Chris Pohlhaus, 17, a cellist in the D.C. Youth Orchestra, found the concert "kind of nice." But even he was quick to add, "Jimmy Carter isn't here, though."

The difficulty of trying to keep the attention of the youngsters on a hot day was apparent from the beginning. By 2 p.m., when the concert opened with Strauss' "Don Juan," most of the listeners had converted their yellow paper programs into makeshift hats, umbrellas and fans.

Jackie Banks, 13, of 1508 Massachusetts Ave. SE., unfolded her program, made a hole in the center of it, and stuck the top of her head into the opening. "It's too hot out here to listen to some of that music," said Banks, who prefers the upbeat sound of the Silvers.

And so, by the end of "Don Juan," almost half the crowd had abandoned their folding chairs for the shade of nearby trees. An officials of the D.C. Recreation Department, who helped organize the trip declared that the show would not go on unless everyone returned to their seats.

Some did, but others just some who remained talked to their friends, especially those in the back seats where the music was barely audible.

During the performance of the final movement of Tchaikovsky's Piano Concert No. 1, Devaun Curry, 9, was playing "Slide" a modern version of "patty-cake, patty-cake," with a friend "I couldn't hear because everyone's talking," she explained.

Forty-five minutes into the program. Rosalynn Carter arrived and took a front-row seat. At the next intermission, the First Lady rose to tell the audience that the music she had heard had been "just great." And she added, "I know you all have enjoyed it."

The youngsters craned and stretched and kept quiet to see and hear her.

She gave them some news of her daughter, Amy, who is currently visiting relatives in Georgia. Amy has been playing the dulcimer and plans to take up the violin in the fall. Mrs. Carter said, adding that this concert would have proved an encouragement to her musical studies.

The musicians - 83 from Japan and 110 from Washington - were not immune from the heat and the breeze.

"It was hot and our music was blowing around.

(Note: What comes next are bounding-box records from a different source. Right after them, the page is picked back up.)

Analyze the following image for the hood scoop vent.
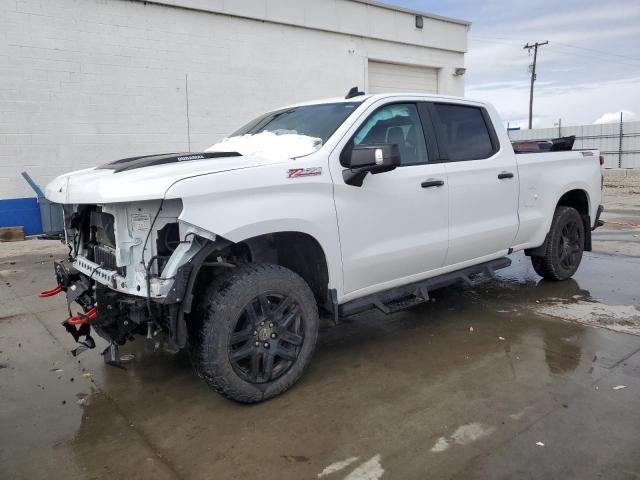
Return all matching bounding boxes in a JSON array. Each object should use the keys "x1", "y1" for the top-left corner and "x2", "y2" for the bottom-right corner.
[{"x1": 97, "y1": 152, "x2": 242, "y2": 173}]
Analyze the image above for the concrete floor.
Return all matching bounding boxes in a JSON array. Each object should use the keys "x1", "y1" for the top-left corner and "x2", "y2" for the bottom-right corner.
[{"x1": 0, "y1": 212, "x2": 640, "y2": 480}]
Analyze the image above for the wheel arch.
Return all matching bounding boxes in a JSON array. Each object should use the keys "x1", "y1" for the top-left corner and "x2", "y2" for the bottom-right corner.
[{"x1": 525, "y1": 186, "x2": 592, "y2": 256}]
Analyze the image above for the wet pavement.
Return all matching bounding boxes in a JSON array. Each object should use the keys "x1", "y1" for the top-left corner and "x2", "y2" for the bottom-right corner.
[{"x1": 0, "y1": 241, "x2": 640, "y2": 480}]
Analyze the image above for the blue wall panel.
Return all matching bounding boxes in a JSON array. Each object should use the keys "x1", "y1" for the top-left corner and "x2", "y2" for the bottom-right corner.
[{"x1": 0, "y1": 197, "x2": 42, "y2": 235}]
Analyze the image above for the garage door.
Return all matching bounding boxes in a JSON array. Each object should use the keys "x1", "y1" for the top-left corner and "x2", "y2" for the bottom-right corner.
[{"x1": 369, "y1": 61, "x2": 438, "y2": 93}]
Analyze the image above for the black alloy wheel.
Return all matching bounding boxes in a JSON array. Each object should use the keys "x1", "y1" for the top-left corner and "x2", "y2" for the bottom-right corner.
[{"x1": 228, "y1": 293, "x2": 304, "y2": 383}]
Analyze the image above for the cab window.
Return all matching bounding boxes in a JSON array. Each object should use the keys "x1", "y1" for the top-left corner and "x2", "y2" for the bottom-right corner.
[{"x1": 353, "y1": 103, "x2": 428, "y2": 165}]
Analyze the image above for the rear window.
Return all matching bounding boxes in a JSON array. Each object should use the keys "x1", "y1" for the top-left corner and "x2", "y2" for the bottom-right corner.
[{"x1": 434, "y1": 103, "x2": 494, "y2": 162}]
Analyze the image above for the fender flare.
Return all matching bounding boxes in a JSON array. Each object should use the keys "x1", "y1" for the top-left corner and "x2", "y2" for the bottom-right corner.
[{"x1": 163, "y1": 237, "x2": 232, "y2": 348}]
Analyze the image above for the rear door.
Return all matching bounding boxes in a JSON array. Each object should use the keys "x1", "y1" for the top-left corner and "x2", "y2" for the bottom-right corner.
[{"x1": 429, "y1": 102, "x2": 519, "y2": 266}]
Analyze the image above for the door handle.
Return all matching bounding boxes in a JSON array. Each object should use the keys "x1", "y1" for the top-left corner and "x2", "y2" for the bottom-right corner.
[{"x1": 420, "y1": 178, "x2": 444, "y2": 188}]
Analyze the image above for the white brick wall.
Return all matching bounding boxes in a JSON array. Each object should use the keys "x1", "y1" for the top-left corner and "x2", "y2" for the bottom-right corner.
[{"x1": 0, "y1": 0, "x2": 466, "y2": 198}]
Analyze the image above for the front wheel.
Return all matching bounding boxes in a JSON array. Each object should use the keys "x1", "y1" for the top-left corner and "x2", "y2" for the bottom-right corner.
[
  {"x1": 531, "y1": 207, "x2": 585, "y2": 280},
  {"x1": 194, "y1": 264, "x2": 319, "y2": 403}
]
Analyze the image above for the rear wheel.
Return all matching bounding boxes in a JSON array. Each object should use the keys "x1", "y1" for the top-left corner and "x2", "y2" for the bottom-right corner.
[
  {"x1": 194, "y1": 264, "x2": 319, "y2": 403},
  {"x1": 531, "y1": 206, "x2": 585, "y2": 280}
]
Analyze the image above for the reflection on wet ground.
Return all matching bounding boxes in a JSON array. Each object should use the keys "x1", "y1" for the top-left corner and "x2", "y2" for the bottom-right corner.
[{"x1": 0, "y1": 246, "x2": 640, "y2": 480}]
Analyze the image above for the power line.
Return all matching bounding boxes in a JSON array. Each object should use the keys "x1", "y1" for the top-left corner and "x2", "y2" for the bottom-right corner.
[
  {"x1": 469, "y1": 35, "x2": 640, "y2": 67},
  {"x1": 553, "y1": 41, "x2": 640, "y2": 62},
  {"x1": 522, "y1": 41, "x2": 549, "y2": 130}
]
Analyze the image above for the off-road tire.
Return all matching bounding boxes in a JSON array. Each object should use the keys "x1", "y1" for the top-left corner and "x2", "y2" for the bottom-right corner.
[
  {"x1": 191, "y1": 264, "x2": 319, "y2": 403},
  {"x1": 531, "y1": 206, "x2": 585, "y2": 280}
]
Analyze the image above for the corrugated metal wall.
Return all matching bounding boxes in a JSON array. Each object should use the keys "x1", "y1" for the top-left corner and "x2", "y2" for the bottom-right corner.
[{"x1": 509, "y1": 122, "x2": 640, "y2": 168}]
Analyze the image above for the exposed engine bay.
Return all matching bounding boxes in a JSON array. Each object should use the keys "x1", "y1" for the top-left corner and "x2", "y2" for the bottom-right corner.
[{"x1": 45, "y1": 200, "x2": 230, "y2": 363}]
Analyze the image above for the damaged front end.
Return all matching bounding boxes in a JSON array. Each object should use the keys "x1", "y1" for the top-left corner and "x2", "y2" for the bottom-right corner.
[{"x1": 40, "y1": 200, "x2": 225, "y2": 364}]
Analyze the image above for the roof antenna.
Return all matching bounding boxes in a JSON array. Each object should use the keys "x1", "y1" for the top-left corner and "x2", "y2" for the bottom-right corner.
[{"x1": 344, "y1": 86, "x2": 364, "y2": 100}]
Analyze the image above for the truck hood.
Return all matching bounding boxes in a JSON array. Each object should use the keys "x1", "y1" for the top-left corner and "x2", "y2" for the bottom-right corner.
[{"x1": 45, "y1": 152, "x2": 290, "y2": 204}]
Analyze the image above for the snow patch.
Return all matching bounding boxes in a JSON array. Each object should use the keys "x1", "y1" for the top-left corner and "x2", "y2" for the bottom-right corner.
[
  {"x1": 536, "y1": 300, "x2": 640, "y2": 335},
  {"x1": 205, "y1": 132, "x2": 322, "y2": 160},
  {"x1": 344, "y1": 454, "x2": 384, "y2": 480},
  {"x1": 431, "y1": 422, "x2": 496, "y2": 452},
  {"x1": 318, "y1": 457, "x2": 360, "y2": 478}
]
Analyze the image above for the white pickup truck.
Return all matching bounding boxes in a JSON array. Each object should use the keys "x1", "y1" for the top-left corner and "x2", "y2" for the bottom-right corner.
[{"x1": 42, "y1": 91, "x2": 602, "y2": 403}]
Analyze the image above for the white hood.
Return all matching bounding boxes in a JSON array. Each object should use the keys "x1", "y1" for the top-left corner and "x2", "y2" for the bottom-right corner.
[{"x1": 45, "y1": 154, "x2": 289, "y2": 204}]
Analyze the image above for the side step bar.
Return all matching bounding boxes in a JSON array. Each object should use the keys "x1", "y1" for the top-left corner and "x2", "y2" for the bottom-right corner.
[{"x1": 334, "y1": 257, "x2": 511, "y2": 318}]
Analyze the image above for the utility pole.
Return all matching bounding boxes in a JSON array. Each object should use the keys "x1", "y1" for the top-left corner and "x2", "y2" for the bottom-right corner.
[{"x1": 523, "y1": 41, "x2": 549, "y2": 130}]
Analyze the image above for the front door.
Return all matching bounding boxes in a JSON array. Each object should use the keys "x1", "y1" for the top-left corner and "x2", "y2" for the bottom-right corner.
[{"x1": 330, "y1": 102, "x2": 448, "y2": 297}]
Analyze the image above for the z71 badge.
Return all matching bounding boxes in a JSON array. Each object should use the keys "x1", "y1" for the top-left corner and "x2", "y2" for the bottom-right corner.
[{"x1": 287, "y1": 167, "x2": 322, "y2": 178}]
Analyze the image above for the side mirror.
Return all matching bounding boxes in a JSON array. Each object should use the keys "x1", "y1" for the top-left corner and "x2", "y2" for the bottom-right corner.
[{"x1": 340, "y1": 144, "x2": 400, "y2": 187}]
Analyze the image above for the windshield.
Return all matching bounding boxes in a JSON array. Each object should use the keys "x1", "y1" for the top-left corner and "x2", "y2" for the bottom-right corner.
[
  {"x1": 206, "y1": 102, "x2": 360, "y2": 159},
  {"x1": 230, "y1": 102, "x2": 360, "y2": 143}
]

We had to play a lot by memory," said Sally Stout, the 16-year-old concertmaster of the D.C. Youth Orchestra.

Kaoru Fukuda, 21, a viola player from Tokyo, reported that he found the concert "very warm, hot."

Conductor Setsuo Tsukahara, whose ensemble is on the second leg of a 17-day tour of the United States, said the White House event had been the most exciting of the trip. "I am very, very happy."

As for the weather, Tsukahara said that he found the afternoon, "a little bit hot." But he added, "It's much better than rain."